The ancients often placed wisdom in the mouths of children. In the Scriptures, it was the boy Samuel who first heard the voice of God in the night, though Eli, the aged priest, had grown deaf to it. The message is the same: that the innocent eye may see what the jaded cannot. Pilkey reminds us that youth is not a defect, but a kind of unclouded vision, one that perceives folly for what it is without the layers of self-deception adults have woven.

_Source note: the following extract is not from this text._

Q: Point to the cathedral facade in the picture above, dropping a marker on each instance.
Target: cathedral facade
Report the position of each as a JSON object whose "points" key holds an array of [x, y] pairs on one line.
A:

Yet the sorrow lies in impotence. Children may know, but they cannot act. They see hypocrisy in leaders, foolishness in rules, laziness in those who hold authority—but their voices are small, ignored, and without weight. The philosopher Plato, in his Republic, warned that the just city must educate its young wisely, for the soul of the child sees more keenly, and if left unheeded, that vision may turn to bitterness. Pilkey’s lament echoes this: that truth lies in the young, but the reigns of society rest in the hands of the old.
History bears this out. When the Children’s Crusade of 1212 rose, thousands of youths marched believing they could reclaim the Holy Land through purity of faith. They saw the corruption of their elders’ wars and sought a truer path. Yet, powerless and unprotected, they were exploited and scattered. Their clarity of vision could not withstand the weight of a world that dismissed them. It was not their innocence that failed, but their lack of power.
Thus, let this wisdom endure: to dismiss the sight of children is to lose the truest mirror of ourselves. For they are not blinded by ambition or dulled by habit. They see the foolishness of the world plainly, even if they cannot alter it. It falls to those with power to listen, to guard that clarity, and to act with the courage that children would, if only they could. For often it is the powerless who hold the purest vision of truth.